The pension fund has tried to turn things around, but is struggling to gain traction. There’s no threat that today’s retirees will go unpaid. But it’s a tough exit note for Robertson, director since 2005.

“We are not as well funded as I would like to be and as a lot of people think we should be,” Roberston said. “But we’re still in a reasonable financial shape.”

Arguably, the best thing that could happen would be for state government, local governments, public schools and universities to hire lots more employees and pay them more. The vast majority of what an agency contributes today goes to pay down the plan’s unfunded previous promises.

“Most of what the employer is paying goes to pay debt from the past,” Robertson said.

But active members have been falling for nearly a decade. PERS projects overall payroll to increase 3.25 percent annually, but over the past five years, the average increase has been 0.6 percent.

That means outgoing payments are outstripping incoming contributions, leaving the plan to make up the difference with investments. So it’s good that investment returns have beaten many other pension funds. Robertson says PERS is on track to gain more than 8 percent in the year ending June 30, exceeding its 7.75 percent target. But some analysts question whether high returns can continue in the future.

That leads to more drastic options. PERS released a report in December looking at ways to reduce its liability. It concluded that changing the structure of the plan to make it like a 401K or reduce benefits would help little because current state employees and retirees would still be paid the current benefits. The plan could also require employees and agencies to contribute more, but that could cut employee income and money for agency programs.

One meaningful change, the report suggests, would be altering the guaranteed 3 percent cost-of-living increase. Some retirees take it as a 13th yearly check.

Lawmakers could eliminate it for one or more years. The report estimates a one-year break would cut unfunded liability in 2042 by $3.5 billion. The system could also change how it multiplies cost-of-living increases. Instead of compounding the interest after age 55, giving retirees 3 percent more on their original amount plus 3 percent on the previous increases, the plan could just grant simple interest.
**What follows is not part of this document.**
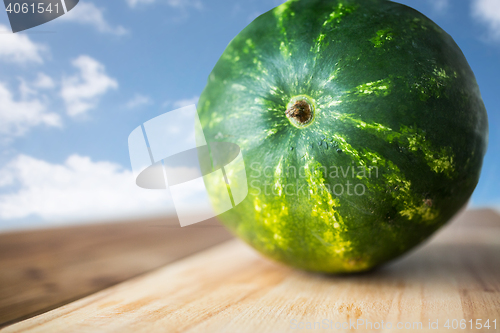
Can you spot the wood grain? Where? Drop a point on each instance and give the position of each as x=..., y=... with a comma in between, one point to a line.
x=230, y=288
x=44, y=269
That would reduce overall unfunded liability by $9.4 billion by 2042.

Robertson, though, questions if lawmakers are willing to take the political heat and likely lawsuits accompanying such a change.

“I don’t think there’s any legislative will to do anything like that,” Robertson said. “It’s pretty much sacrosanct.”

Soon Robertson won’t be running PERS. But its challenges will still concern her — she’s a Mississippi taxpayer.